Hours after leaving Island City Stage in Wilton Manors, I’m still trying to unpack all the issues that playwright Andrew Kramer tackles in his world premiere thriller “Armature.”
Racism, political tribalism, violence, sexual orientation, internalized homophobia, gender roles, adoption, youthful defiance, addiction, ageism and “daddy” issues are just a few of the demons that surface in the head-spinning two-hour drama.
It’s a long list, and it gets worse, but elaborating further would spoil some key plot developments. Honestly, I was exhausted from the unrelenting onslaught of twists by the time the lights finally came up and the cast took their bows.
The Armature is a seedy gay nightclub and the bar is manned by Mama, a jaded queen who remembers the days a generation or two earlier when police raids were commonplace. “Armature” — the play — involves two very different “families” whose lives intersect in shocking ways: Evan and Shod, gay men who connect at the bar, and Blythe, an African-American politician, and her husband and daughter.

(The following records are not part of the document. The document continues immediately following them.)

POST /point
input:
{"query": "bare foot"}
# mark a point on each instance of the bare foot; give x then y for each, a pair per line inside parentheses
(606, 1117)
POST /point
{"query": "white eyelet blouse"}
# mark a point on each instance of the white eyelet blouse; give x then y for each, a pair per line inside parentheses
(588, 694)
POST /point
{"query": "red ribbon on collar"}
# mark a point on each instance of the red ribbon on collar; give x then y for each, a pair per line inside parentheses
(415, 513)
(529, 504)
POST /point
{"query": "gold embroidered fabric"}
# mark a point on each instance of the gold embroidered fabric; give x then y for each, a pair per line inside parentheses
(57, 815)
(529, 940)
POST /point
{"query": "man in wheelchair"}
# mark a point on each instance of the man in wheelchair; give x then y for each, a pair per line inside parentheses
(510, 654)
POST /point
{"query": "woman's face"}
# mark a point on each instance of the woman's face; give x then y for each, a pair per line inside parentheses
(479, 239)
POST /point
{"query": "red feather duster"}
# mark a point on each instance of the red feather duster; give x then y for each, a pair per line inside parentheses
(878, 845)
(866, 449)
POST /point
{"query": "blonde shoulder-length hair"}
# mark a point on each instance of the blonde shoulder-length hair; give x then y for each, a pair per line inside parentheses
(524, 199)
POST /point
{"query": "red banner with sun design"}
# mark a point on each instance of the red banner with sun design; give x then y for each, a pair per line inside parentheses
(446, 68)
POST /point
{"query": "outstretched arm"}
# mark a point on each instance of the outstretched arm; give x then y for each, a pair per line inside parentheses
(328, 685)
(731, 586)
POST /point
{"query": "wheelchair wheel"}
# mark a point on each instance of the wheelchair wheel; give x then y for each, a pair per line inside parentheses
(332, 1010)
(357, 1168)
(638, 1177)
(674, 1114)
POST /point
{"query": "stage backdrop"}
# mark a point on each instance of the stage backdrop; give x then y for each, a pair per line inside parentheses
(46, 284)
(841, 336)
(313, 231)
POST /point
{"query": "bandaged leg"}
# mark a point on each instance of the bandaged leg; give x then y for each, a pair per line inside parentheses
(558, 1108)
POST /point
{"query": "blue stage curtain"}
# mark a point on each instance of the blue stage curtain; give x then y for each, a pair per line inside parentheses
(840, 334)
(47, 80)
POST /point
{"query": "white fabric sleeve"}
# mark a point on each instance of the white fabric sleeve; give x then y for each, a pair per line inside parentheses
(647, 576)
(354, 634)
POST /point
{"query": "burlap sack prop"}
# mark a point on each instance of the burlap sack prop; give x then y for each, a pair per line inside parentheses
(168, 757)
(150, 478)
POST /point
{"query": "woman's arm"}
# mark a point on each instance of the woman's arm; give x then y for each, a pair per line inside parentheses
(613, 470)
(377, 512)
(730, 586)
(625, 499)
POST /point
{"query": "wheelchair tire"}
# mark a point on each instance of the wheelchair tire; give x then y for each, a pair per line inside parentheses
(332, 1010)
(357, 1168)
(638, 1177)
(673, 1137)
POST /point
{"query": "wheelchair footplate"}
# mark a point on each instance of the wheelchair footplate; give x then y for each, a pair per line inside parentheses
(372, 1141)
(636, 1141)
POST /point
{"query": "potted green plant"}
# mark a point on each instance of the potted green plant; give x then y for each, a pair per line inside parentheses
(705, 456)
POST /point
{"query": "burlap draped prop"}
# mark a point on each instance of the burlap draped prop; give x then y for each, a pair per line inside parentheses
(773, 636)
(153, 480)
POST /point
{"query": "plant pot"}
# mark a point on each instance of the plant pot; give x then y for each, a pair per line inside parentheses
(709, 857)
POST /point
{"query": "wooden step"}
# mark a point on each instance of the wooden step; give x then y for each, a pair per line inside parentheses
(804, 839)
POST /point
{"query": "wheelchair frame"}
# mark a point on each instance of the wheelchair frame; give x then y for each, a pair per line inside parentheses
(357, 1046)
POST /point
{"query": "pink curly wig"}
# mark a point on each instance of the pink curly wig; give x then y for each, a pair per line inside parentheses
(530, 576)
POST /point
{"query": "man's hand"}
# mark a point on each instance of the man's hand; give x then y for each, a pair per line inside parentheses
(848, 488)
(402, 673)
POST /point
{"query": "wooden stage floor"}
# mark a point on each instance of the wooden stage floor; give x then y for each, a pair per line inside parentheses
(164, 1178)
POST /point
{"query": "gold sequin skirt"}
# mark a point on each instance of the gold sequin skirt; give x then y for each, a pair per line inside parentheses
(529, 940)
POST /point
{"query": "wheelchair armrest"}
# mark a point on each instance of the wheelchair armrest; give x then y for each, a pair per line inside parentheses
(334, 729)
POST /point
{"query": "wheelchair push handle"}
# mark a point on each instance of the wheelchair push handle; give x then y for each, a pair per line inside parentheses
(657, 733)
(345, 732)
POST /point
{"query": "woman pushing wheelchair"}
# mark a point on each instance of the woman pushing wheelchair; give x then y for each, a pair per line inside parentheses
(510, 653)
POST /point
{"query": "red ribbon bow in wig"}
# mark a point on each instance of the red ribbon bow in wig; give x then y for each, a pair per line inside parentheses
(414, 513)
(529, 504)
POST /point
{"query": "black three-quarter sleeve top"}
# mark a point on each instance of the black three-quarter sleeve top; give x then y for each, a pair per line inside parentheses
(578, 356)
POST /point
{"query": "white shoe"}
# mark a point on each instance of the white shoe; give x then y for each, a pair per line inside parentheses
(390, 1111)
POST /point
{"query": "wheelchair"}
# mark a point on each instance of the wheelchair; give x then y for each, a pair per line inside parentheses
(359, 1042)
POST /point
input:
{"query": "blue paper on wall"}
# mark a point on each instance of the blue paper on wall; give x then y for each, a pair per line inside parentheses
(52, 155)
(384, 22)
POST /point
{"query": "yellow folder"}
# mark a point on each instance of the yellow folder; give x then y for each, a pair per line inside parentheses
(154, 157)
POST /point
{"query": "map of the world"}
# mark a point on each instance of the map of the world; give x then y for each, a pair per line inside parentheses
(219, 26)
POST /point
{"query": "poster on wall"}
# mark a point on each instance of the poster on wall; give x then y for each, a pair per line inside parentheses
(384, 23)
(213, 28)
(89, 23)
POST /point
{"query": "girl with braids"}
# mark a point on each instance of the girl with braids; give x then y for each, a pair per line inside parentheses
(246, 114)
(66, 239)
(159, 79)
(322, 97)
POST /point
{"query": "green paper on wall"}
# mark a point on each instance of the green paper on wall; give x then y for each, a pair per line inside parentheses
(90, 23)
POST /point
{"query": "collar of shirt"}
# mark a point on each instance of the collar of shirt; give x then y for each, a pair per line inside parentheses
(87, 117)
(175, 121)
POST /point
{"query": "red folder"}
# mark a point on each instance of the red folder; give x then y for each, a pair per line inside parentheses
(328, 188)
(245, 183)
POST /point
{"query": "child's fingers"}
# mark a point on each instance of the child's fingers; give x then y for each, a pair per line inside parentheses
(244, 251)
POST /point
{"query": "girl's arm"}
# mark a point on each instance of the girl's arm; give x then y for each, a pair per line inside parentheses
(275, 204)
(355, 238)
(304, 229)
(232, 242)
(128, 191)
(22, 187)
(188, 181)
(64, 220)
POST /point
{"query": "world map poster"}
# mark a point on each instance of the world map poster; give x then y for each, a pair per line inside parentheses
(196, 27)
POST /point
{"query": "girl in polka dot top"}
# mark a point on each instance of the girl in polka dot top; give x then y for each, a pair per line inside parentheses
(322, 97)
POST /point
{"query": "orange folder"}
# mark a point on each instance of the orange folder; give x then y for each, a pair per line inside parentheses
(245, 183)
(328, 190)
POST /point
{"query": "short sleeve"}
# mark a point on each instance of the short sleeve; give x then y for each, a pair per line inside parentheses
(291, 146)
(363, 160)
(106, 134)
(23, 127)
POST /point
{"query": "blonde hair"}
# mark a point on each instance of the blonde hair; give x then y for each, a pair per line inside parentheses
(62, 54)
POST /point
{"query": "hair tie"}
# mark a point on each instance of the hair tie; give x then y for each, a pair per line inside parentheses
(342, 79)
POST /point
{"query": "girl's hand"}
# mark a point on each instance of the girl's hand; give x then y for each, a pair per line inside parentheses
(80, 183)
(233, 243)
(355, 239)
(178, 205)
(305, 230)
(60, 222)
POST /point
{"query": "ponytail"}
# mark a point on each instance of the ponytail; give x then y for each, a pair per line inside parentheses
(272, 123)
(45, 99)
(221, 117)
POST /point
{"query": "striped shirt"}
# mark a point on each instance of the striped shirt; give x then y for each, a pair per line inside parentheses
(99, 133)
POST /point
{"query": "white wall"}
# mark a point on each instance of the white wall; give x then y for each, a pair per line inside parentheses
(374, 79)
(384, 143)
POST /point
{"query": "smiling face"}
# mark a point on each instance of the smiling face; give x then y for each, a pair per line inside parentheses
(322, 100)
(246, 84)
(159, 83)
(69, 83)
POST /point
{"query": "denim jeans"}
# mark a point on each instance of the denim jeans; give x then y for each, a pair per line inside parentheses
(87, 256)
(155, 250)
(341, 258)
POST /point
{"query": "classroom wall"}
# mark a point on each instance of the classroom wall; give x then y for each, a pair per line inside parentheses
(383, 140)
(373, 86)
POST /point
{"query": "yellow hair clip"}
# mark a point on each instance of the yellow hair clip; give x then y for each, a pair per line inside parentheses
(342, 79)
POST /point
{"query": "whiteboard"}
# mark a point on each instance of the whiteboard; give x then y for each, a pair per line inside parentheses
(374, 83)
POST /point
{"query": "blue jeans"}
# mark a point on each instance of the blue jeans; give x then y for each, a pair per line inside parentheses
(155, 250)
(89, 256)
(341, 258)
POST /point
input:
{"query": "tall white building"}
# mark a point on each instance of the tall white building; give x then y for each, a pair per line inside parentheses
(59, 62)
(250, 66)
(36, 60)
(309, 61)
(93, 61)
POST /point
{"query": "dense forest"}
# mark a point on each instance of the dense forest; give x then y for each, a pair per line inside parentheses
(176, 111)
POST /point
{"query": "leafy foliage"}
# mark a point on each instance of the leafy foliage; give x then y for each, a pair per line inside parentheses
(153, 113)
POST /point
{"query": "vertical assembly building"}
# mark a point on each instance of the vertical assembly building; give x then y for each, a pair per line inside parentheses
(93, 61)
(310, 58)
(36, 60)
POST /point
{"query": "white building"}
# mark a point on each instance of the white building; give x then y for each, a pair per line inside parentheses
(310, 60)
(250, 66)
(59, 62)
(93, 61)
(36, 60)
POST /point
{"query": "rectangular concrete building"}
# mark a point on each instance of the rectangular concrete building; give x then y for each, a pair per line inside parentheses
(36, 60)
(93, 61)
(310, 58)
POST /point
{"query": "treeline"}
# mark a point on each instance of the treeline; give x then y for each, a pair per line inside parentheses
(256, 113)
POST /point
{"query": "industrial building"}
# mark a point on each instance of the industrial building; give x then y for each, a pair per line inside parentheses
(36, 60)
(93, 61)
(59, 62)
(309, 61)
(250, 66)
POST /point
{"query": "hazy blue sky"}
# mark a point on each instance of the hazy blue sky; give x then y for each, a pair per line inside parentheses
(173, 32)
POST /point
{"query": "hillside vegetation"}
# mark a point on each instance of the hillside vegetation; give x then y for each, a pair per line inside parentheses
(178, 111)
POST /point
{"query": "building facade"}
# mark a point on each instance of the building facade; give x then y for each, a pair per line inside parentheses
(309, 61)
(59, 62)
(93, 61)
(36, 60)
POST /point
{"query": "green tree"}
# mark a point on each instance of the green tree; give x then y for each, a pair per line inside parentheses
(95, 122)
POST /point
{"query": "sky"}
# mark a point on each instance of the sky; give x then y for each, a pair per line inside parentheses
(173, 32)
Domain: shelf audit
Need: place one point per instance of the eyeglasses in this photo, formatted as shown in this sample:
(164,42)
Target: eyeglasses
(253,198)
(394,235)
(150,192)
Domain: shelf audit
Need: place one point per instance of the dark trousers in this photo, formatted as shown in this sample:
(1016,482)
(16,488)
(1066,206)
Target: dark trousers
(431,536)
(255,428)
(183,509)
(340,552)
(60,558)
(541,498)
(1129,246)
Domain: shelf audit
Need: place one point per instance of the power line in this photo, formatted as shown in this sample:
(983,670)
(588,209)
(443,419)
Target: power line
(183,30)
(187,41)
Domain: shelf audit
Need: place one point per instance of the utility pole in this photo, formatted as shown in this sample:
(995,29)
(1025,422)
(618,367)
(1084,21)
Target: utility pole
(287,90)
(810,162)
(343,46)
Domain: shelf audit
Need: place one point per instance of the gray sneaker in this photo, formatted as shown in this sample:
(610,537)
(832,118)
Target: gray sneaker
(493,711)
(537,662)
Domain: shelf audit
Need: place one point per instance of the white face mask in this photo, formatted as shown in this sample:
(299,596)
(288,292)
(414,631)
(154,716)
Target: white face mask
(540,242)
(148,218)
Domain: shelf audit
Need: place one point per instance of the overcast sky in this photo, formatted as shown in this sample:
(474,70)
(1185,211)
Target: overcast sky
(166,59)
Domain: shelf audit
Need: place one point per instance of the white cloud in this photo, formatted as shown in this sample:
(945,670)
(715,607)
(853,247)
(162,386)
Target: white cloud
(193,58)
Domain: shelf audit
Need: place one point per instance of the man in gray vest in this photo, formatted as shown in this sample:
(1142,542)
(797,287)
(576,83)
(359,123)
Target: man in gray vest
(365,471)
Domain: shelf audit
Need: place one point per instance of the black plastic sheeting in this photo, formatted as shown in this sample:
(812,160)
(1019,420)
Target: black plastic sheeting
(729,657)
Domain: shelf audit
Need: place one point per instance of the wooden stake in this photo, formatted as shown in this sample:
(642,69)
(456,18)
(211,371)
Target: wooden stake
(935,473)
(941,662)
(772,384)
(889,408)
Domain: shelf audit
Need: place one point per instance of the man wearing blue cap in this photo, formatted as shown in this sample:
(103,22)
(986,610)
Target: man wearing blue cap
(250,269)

Evan (Matthew Salas) is a naïve, self-absorbed (and annoying) Millennial blogger who ran away after his sugar daddy suffered a heart attack. He also has a slight meth problem. Shod (Michael Ford) is the dark, handsome and mysterious trick who quickly asserts command of his life.
Blythe (Karen Stephens) is idealistic, ambitious and career-driven, while her husband Denson (Keith Wade) has compromised his standing in their marriage to support her aspirations. Monica (Yesenia Ozuna) is their adopted daughter, who naturally acts out whenever possible, while pushing every one of Blythe’s buttons.
Mama (Kent Chambers-Wilson) not only serves Evan and Shod in their scenes at the bar, but also serves as a sort of narrator, announcing the timeline and conducting “interjections” that halt the action in order to offer backstories for each of the characters.
Given the convoluted plot and overly complicated characters, these theatrical devices offer much-needed structure to Kramer’s play. In reality, he has two worthwhile plays forcibly stitched together. There’s so much material in both stories that could be explored and refined in a more meaningful way.
Island City Stage and co-directors Andy Rogow and Michael Leeds offer the work a sincere production. Robert F. Wolin’s abstract set, accentuated by lighting from Preston Bircher, serves the many scene changes well, while David Hart’s sound design helps the audience jump back and forth from the Armature bar
Surprisingly, even on the third night of the show, the cast frequently stumbled over their lines. Some playwrights are just better at constructing dialogue than others, so that may be partially to blame. And Carbonell-winner Stephens, one of the region’s most lauded actresses, seemed especially ill at ease and often underutilized. “Armature” is not an easy play to perform or watch, as noted earlier, and hopefully the cast will quickly relax into their roles for future performances.
There’s a lot for everyone to consider in “Armature” and, with a little more work and editing, Kramer’s play could find life in LGBT and mainstream theaters across the country.
The world premiere of Andrew Kramer’s “Armature” is being performed through Feb. 27 at Island City Stage, 2304 N. Dixie Hwy. in Wilton Manors. Tickets are $35 at IslandCityStage.org.